More Than A Wizard: L. Frank Baum

Lyman Frank Baum, author of Ozma of Oz, didn’t just write one of the most popular children’s books in history. He also produced thirteen other Oz books as well as over 40 other novels, 82 short stories, hundreds of poems, and an unknown number of scripts.

As a young man, Baum was a printer, producing several amateur newspapers, a poultry breeder specializing in the Hamburg chicken, and a theater lover. Despite working as a clerk in his brother-in-law’s dry goods store, he found time to perform in plays until eventually his father, who owned numerous opera houses and theaters, built him a theater on his 24th birthday. Baum wrote plays, including the highly successful musical “The Maid of Arran,” and composed music for them as well. Two years later he married Maud Gage, and moved with her a few years later to Aberdeen in the Dakota Territory, where he operated a store called “Baum’s Bazaar.” In 1890 the store failed, and Baum turned to newspaper writing and working as a traveling salesman.

It wasn’t until 1897 that Baum found success in writing children’s literature, publishing Mother Goose in Prose and Father Goose, His Book. These were followed by The Wonderful Wizard of Oz, illustrated by W. W. Denslow. Later in life, Baum would insist repeatedly that he didn’t mean to write any more Oz books, but fan mail and the failure of his other books forced him back time and time again. Oz began as a story told to neighborhood children and was originally written longhand under the title The Emerald City. This name was changed by the publisher, the Hill Company, reportedly because they didn’t like titles with jewels in them, and eventually became The Wonderful Wizard of Oz.
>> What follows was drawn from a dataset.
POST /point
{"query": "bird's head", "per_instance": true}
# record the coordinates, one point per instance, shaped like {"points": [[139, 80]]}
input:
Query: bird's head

In writing, Baum tried to remove both the violence and emphasis on morality characteristic of children’s literature of his time, an endeavor other writers would later join him in. Even as a child, Baum had criticized fairy tales for their violent, often horrifying nature. He also removed romance, believing that it did not interest young children. He believed deeply in the power of children’s literature, saying:

Imagination has given us the steam engine, the telephone, the talking–machine and the automobile, for these things had to be dreamed of before they became realities. So I believe that dreams – day dreams with your eyes wide open – are likely to lead to the betterment of the world. The imaginative child will become the imaginative man or woman most apt to create, to invent, and therefore to foster civilization.

Politically, Baum was a flaming liberal. His wife was the daughter of suffrage leader Matilda Joslyn Gage, author of The Women’s Bible and companion to Susan B. Anthony and Elizabeth Cady Stanton. Baum wrote editorials trying to convince the public to vote for women’s suffrage and served as secretary of Aberdeen’s Women Suffrage Club.
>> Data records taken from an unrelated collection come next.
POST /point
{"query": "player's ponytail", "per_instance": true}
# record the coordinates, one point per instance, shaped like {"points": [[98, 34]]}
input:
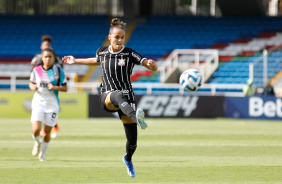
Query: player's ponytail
{"points": [[116, 23]]}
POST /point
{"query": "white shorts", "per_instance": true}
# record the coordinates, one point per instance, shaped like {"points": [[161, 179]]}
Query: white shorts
{"points": [[49, 119]]}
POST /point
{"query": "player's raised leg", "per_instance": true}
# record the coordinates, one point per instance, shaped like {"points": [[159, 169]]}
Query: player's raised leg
{"points": [[140, 115], [36, 127], [55, 131], [45, 142]]}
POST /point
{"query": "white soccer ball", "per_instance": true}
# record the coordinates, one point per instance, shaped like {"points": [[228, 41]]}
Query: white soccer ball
{"points": [[191, 80]]}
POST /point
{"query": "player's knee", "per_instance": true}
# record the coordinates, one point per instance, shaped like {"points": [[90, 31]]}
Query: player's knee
{"points": [[133, 146], [116, 97]]}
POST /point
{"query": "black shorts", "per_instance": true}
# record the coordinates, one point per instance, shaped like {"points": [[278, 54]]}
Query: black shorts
{"points": [[102, 98]]}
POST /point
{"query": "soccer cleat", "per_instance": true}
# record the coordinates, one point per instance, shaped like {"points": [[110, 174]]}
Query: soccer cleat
{"points": [[140, 119], [35, 149], [55, 131], [130, 169], [41, 157]]}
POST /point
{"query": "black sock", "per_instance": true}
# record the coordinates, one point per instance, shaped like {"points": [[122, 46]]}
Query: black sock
{"points": [[131, 135], [119, 100]]}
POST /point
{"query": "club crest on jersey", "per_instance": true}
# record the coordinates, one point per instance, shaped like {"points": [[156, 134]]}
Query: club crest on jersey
{"points": [[121, 62]]}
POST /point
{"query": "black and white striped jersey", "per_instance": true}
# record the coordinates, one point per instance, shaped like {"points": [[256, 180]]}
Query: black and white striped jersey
{"points": [[117, 68]]}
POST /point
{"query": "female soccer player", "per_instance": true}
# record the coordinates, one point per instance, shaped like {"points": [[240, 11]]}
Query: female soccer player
{"points": [[46, 80], [36, 60], [116, 92]]}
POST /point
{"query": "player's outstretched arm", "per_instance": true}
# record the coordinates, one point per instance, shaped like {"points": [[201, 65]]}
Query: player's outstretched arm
{"points": [[88, 61], [33, 86], [62, 88], [150, 64]]}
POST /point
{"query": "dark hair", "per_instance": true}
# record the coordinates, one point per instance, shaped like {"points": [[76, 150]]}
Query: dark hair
{"points": [[39, 61], [116, 23], [49, 49], [46, 38]]}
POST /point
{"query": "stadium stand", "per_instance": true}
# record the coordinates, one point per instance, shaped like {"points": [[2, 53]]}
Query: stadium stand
{"points": [[240, 40]]}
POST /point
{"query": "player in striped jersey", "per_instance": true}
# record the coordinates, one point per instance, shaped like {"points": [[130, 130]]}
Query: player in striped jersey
{"points": [[46, 80], [116, 93]]}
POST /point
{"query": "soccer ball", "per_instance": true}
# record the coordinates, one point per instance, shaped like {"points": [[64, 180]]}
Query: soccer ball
{"points": [[191, 80]]}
Other efforts seemed far less liberal, including two editorials suggesting that the safety of white settlers in the territories unless the native Americans were exterminated, although his phrasing acknowledges injustice in their treatment: “Having wronged them for centuries we had better, in order to protect our civilization, follow it up with one more wrong and wipe these untamed and untamable creatures from the face of the earth.” In 2006, two of Baum’s descendants apologized to the Sioux nation for their father’s words.

Some, most notably scholar Henry M. Littlefield, have argued that The Wizard of Oz is an extended political allegory, but when asked during his lifetime whether his works held hidden meanings, Baum always replied that he authored them in order to please children and earn a living.

Financially, Baum often needed money. Baum’s lifelong love of the theatre let him into countless, and often failed, productions. His last produced play was The Tik-Tok Man of Oz, which was eventually turned into the book Tiktok of Oz. In 1914 he started his own film production company, The Oz Film Manufacturing Company.

In late years, Baum and his wife moved to Hollywood, California to a home they called Ozcot. Baum became a gardener, growing prize-winning chrysanthemums and dahlias that made him the champion amateur horticulturist of Southern California. Ill health, exacerbated by lifelong smoking, eventually forced him to give up his gardening. He died on May 6, 1919 after a stroke. At the end, it’s said he murmured these words to his wife, “Now we can cross the Shifting Sands,” a reference to the desert said to surround Oz. Glinda of Oz was published posthumously in 1920.

The most famous version of Oz is the one portrayed by Metro Goldwyn Mayer in 1939, starring Judy Garland, although the studio had notably wanted Shirley Temple for the role. Other film efforts had been made before then, most notably by Baum’s own studio, which made “The Patchwork Girl of Oz” in 1914, while “His Majesty the Scarecrow of Oz” and “The Magic Cloak of Oz.” Many authors have visited Oz in their writing, including author Salman Rushdie in the book The Wizard of Oz: An Appreciation. Most recently, Oz has been revisited by author Gregory Maguire in the book Wicked, the story of the witches opposing Dorothy, now a successful Broadway play.